Secondly, crime prevention strategies must include the provision of alternative safe environments for children during the day whilst schools are closed. Beyond the pandemic, these spaces should continue to be available during school holidays.

Next, we must help organisations who support survivors of SGBV who have lost funding due to the economic fallout of the pandemic and been forced to close facilities and crucial programmes.

Those organisations that remain open also need to be given greater scope to help survivors. Curfew restrictions and decreased government operations have made protecting and responding to the needs of survivors difficult, and at times impossible, to achieve. In conducting our own research, interviewers encountered numerous risks and obstacles, including police interference when assisting survivors.

We also must ensure government COVID-19 emergency management and recovery plans include alternative emergency routes, such as free Wi-Fi, and platforms for online and telephone reporting to help encourage reporting.
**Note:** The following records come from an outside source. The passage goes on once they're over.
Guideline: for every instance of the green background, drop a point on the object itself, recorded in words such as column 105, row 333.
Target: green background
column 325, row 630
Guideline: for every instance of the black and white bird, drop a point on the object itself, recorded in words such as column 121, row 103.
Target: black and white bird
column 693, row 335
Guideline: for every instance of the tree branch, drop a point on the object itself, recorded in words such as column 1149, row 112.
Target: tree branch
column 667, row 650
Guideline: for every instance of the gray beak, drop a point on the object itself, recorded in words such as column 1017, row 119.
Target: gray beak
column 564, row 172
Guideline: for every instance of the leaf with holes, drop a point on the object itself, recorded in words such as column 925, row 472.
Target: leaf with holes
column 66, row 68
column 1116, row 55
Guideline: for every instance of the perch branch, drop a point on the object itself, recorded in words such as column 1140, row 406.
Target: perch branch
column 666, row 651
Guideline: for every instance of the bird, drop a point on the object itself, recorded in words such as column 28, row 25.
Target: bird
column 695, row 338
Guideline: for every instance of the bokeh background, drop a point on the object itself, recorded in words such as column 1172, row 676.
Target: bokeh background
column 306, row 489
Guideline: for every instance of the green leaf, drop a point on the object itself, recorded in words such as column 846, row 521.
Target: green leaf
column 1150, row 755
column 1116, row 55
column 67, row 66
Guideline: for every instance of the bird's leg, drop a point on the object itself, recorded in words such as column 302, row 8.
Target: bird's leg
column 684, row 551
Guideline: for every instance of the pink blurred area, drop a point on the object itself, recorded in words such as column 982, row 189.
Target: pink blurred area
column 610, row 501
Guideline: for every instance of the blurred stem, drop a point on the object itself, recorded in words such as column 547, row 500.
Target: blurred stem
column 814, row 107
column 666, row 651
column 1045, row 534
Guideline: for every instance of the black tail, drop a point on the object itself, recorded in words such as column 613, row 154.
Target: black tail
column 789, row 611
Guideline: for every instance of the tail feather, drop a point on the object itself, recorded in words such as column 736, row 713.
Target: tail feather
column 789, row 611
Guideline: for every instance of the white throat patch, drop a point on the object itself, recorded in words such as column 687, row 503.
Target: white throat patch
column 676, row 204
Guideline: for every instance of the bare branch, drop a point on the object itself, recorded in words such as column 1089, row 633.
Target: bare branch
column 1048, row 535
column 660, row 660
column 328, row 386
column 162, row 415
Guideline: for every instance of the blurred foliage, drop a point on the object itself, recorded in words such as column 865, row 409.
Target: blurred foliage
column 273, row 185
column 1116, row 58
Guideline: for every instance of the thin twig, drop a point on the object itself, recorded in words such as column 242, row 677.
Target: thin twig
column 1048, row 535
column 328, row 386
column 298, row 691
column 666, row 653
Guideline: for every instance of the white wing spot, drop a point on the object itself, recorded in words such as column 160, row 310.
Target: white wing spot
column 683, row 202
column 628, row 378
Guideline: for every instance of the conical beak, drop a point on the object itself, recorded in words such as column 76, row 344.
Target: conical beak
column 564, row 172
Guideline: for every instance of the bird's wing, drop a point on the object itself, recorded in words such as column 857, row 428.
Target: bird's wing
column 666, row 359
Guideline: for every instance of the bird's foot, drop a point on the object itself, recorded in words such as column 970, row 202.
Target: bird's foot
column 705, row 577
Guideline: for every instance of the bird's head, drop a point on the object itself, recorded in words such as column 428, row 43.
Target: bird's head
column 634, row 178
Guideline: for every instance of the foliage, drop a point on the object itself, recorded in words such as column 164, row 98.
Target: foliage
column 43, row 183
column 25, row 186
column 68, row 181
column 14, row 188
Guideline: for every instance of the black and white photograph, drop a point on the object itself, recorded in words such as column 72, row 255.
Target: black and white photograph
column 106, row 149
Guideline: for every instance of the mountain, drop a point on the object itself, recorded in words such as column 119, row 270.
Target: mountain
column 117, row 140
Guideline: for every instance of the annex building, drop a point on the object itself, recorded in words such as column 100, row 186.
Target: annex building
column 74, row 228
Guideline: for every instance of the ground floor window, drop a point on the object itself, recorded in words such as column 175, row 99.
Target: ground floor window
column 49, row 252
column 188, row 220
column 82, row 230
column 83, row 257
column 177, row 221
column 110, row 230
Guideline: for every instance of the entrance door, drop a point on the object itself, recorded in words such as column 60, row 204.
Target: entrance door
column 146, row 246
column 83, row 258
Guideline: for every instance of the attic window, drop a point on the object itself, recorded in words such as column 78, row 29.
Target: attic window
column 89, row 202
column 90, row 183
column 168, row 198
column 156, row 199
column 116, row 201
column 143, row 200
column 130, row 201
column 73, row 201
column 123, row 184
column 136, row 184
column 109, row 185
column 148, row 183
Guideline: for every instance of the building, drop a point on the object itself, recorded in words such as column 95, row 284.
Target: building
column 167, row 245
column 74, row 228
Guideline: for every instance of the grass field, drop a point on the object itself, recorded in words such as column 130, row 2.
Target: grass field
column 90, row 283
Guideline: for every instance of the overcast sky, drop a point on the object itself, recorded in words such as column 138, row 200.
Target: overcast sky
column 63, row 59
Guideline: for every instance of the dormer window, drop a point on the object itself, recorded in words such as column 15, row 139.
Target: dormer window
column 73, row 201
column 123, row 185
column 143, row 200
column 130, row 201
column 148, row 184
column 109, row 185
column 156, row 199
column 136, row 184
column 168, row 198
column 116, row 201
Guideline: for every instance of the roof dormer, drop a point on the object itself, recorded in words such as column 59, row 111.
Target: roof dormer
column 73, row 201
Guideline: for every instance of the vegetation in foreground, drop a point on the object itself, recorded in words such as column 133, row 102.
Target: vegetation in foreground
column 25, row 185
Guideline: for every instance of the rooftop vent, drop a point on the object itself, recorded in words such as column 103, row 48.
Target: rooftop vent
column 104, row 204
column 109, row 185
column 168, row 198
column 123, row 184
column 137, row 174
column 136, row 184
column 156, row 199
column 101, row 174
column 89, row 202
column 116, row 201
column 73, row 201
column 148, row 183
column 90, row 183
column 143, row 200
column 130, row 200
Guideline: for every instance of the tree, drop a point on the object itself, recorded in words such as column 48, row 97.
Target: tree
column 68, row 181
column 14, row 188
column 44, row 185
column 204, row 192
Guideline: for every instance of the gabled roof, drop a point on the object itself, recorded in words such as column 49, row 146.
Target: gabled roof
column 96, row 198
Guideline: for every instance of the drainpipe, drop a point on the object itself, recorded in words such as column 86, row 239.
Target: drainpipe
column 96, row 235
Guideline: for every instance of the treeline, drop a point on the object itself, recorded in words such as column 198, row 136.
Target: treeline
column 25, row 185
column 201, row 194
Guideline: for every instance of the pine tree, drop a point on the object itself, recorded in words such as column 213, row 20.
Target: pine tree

These support pathways will then be in place to continue tackling SGBV once the pandemic is through.

And at the heart of this is a desperate need to invest in gathering high quality, real-time data. President Kenyatta’s call is a promising start. But not only do we need to gather this data, we need to interrogate it and use it to inform a more flexible policing of SGBV in Kenya, providing authorities with the information to clamp down on sexual violence and design interventions – whether that is safe spaces or additional resource or otherwise – that can help people where it is most needed.

Transforming our approach to SGBV may not be easy, particularly in the current climate. But it is absolutely necessary.

The research reference in this article was carried out by the Wangu Kanja Foundation (Kenya), the National Crime Research Centre (Kenya), and the CARE and Rights for Time projects at the University of Birmingham.